Since the first sample of the variant was collected in southeastern England in September, it has become the dominant source of infection in Britain. It accounts for more than 90% of cases in many parts of the country.
A stringent lockdown has recently driven down the number of new cases, but only after British hospitals became overwhelmed. An easing of the lockdown could trigger a sharp rise in cases caused by the variant.
Roughly 117,000 people have died from the coronavirus in Britain, half of them since the end of November as the variant spread.
"This has been quite catastrophic in terms of mortality," said Ferguson, the public health researcher. "And that's a result of both the increased transmissibility and the increased lethality."
A recent study by the London School of Hygiene & Tropical Medicine, one of those the government scientists relied on, offered rough estimates of the effect of the variant. It examined 3,382 deaths, 1,722 of them in people infected with the variant, and estimated that the risk of death was 58 per cent higher among cases caused by the variant.

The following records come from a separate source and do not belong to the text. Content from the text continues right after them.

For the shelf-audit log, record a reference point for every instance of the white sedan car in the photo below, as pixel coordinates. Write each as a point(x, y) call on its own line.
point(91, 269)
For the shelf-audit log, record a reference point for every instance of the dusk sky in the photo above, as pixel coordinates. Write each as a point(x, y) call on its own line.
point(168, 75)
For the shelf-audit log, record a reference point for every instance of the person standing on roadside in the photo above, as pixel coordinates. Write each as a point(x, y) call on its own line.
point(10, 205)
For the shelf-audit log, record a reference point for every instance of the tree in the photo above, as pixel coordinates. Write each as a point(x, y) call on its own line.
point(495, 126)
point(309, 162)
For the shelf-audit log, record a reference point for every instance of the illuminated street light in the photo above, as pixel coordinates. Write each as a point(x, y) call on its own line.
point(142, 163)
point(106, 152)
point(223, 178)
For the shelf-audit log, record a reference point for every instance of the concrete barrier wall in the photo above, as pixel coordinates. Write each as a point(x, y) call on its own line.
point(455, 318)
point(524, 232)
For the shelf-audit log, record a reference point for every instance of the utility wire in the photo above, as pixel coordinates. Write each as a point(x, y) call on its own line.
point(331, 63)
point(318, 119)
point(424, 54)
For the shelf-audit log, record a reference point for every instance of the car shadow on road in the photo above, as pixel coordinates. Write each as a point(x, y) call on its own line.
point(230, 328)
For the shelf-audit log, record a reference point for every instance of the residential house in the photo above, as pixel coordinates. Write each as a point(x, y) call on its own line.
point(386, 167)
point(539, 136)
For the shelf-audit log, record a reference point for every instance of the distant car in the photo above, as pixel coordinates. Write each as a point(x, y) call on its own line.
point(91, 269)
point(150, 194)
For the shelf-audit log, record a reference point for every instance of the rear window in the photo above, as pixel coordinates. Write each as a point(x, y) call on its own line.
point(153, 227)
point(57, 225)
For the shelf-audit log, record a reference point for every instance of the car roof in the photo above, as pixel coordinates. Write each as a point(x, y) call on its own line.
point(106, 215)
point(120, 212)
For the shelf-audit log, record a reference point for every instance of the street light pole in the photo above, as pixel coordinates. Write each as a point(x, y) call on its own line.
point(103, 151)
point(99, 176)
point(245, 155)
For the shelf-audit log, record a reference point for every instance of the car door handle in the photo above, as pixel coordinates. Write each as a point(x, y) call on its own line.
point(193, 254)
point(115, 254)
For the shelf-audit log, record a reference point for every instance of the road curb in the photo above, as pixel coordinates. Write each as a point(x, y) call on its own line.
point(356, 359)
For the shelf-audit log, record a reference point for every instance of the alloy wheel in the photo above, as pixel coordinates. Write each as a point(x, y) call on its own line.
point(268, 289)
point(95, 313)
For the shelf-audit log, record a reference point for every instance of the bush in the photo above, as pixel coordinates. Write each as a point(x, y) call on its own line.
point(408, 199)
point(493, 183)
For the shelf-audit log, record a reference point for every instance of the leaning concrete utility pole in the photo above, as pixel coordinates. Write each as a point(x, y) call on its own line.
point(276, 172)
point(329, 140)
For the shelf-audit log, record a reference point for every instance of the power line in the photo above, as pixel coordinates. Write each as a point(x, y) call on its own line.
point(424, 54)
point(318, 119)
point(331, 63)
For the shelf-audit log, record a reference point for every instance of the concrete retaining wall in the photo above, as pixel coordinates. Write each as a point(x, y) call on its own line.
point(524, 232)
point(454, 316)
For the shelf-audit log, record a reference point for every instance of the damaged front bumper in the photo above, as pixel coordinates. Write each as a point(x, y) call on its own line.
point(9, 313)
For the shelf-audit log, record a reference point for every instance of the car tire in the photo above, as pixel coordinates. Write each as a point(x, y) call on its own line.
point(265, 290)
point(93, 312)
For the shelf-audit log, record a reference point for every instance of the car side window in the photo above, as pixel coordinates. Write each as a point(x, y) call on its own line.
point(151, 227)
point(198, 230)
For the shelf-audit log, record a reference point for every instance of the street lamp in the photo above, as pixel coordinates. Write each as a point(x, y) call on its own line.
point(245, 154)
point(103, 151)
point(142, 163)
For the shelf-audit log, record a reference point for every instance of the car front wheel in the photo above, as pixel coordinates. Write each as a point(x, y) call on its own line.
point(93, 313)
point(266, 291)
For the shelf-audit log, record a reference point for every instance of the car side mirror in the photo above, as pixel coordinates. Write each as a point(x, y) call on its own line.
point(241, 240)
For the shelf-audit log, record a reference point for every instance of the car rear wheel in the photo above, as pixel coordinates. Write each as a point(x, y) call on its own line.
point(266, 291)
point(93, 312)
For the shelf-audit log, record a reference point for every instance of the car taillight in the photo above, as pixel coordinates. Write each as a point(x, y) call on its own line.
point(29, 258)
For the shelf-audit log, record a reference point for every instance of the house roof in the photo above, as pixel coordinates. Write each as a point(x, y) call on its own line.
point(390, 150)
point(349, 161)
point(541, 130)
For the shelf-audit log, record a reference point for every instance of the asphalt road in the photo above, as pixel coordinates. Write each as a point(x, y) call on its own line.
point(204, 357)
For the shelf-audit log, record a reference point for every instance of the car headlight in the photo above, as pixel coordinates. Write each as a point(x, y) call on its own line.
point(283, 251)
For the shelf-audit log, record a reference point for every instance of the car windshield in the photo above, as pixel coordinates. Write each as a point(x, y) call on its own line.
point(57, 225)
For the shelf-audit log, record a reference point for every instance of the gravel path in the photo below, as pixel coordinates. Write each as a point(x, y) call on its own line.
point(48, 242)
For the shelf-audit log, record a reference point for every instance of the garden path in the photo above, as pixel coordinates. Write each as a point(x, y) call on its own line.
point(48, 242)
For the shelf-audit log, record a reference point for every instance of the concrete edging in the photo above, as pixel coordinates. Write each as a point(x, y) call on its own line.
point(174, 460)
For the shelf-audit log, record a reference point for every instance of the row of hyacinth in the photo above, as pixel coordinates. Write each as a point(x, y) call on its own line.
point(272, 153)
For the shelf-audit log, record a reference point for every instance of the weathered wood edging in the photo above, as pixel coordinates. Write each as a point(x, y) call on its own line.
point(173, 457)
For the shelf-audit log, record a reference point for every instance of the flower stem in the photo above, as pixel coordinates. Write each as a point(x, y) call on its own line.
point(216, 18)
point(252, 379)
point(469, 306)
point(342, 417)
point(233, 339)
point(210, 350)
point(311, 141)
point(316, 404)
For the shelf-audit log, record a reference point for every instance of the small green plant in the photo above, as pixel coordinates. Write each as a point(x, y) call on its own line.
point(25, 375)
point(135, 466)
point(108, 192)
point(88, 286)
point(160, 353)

For men from 55 to 69 years old, for example, that raised the overall risk of death from to 0.9 per cent from 0.6 per cent. For women in that age group, it raised the overall risk of death to 0.3 per cent from 0.2 per cent.
"Calculating when we can lift restrictions has to be influenced by this," Simon Clarke, an associate professor in cellular microbiology at the University of Reading, said of the new report. "It provides extra evidence that this variant is more lethal than the one we dealt with last time."
He added that the findings vindicated the British government's decision to raise an alarm about the variant in December and then publish evidence last month that it was potentially more lethal. Some outside scientists initially dismissed the warnings.
"They didn't hold the data back," Clarke said. "They were very upfront about how uncertain things were."